Un 18 de febrero hace casi quince años. Mi hija, que está a punto de cumplir quince años, no vive en Colombia. Me prometí que no viviríamos en esta Colombia. No en un país en el que se viola a una quinceañera en una guerra por la defensa de la propiedad finquera, y quienes la justifican, y a sí mismos, lo hacen porque creen que se trata de la última cruzada religiosa para conquistar el mal.
Podría escribir, con el fin de parecer políticamente correcto, o mejor, para proteger mi ego del dudoso honor de ser llamado un “escritor comprometido”, léase mamerto, mochilero, setentófilo, populista, simpatizante, ingenuo, venecubo, Podemos, de Iguala, comunista o engendro del demonio, “tampoco en un país en el que se secuestra y se extorsiona”.

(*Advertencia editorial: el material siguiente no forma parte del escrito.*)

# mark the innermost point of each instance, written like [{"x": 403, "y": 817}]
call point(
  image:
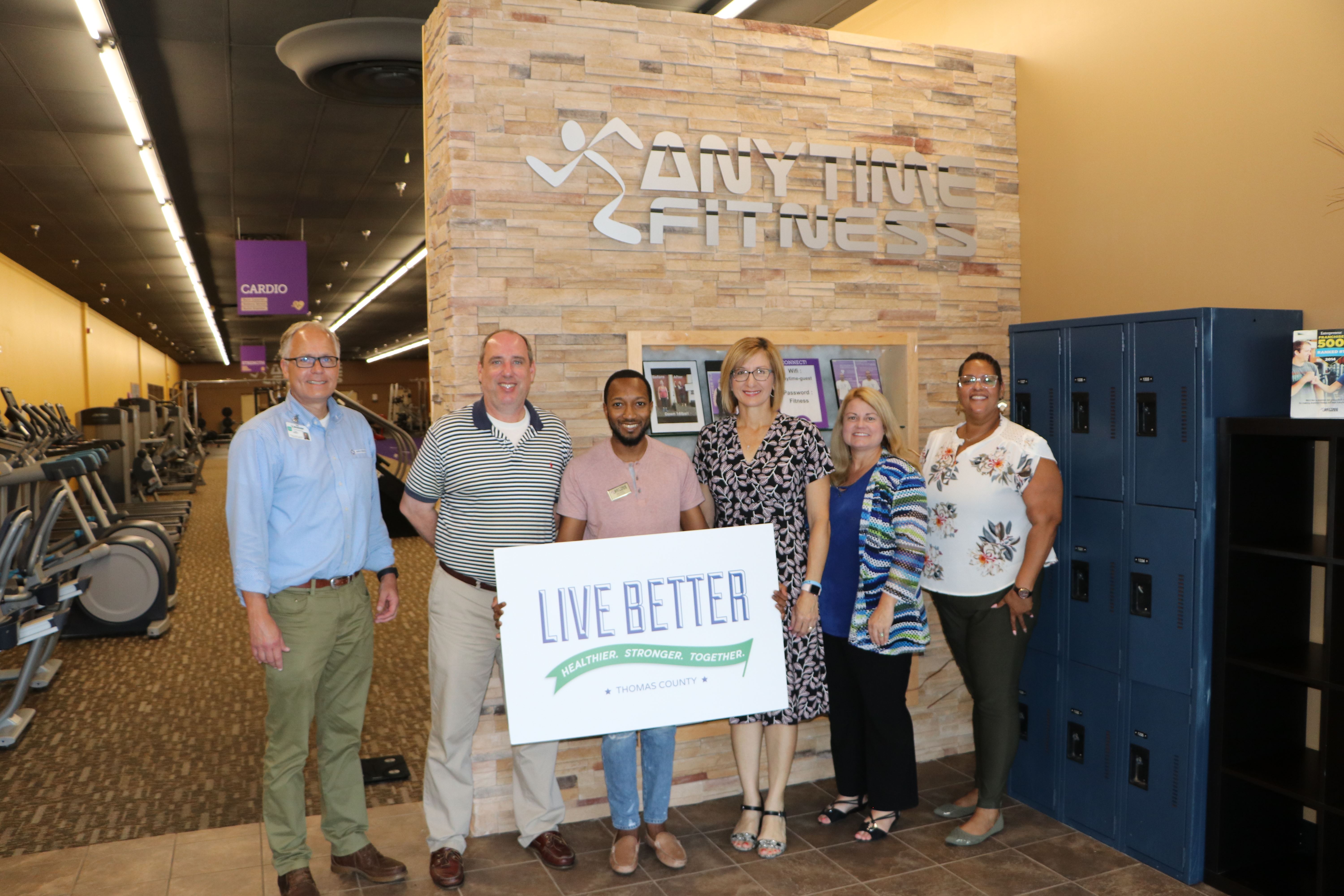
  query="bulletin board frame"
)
[{"x": 638, "y": 340}]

Lo sé. Sé que en este país se viola, se secuestra y se extorsiona. Sé que son crímenes todos ellos. Sé que quienes los cometen hablan el lenguaje del orden restaurado o del orden revolucionario, y al hacerlo abusan de éste. Pero me cuesta meter en el mismo saco la violación de Jennifer, el temor de padre exiliado por mi hija casi quinceañera, casi Jennifer, y todo lo demás.
No todos los gatos son negros, así negra sea la noche. Recibo un mensaje justo al terminar la línea sobre los gatos y la noche. Es sobre la negra noche de un país que cada vez confundo más con el mío, México. Me piden sumar mi nombre a un comunicado titulado “Ayotzinapa. Faltan 43”. Leo que a René de Calle 13, a quien alguna vez fotografiaron con uno de mis libros, informa el ego, le dijeron que no hablara de Ayotzinapa en los Grammy. Pero lo hizo, bien por él. Hizo que mi hija casi quinceañera preguntara qué tan cerca queda Ayotzinapa de El Salado. Le respondí: “Casi. Muy cerca”.

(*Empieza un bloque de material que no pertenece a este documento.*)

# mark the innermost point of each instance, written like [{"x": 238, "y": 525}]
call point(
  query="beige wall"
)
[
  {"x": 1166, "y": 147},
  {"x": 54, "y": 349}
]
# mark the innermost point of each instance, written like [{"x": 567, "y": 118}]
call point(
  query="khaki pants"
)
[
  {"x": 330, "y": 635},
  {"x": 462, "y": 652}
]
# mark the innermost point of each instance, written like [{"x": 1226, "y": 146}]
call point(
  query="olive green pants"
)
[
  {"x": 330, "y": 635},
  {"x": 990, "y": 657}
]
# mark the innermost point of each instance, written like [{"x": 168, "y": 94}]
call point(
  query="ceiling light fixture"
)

Desde que llegué de México a finales de octubre no paro de escribir una historia en la cual los de Ayotzinapa se confunden con Jennifer, con mi hija casi quinceañera, y con los casi quinceañeros poetas ingleses que escribían de amor a sus compañeros de trinchera durante el horror del Somme hace un siglo. Me pregunto si tendrá fin esta guerra. Y si no, entonces por qué decidimos traer hijas a este mundo. Hijas. No hombres. Los hombres matan. Dirán que las mujeres también. Pero no era el final de mi frase. Era... a las mujeres las violan.
He aprendido algunas cosas esta semana. Que los hombres con corazón de guerra violan a las quinceañeras y luego las rechazan porque las han violado. Pero también que nosotros podemos poner fin a esta guerra, sin importar los políticos y su espectáculo. Y que la palabra casi, casi significa el infinito.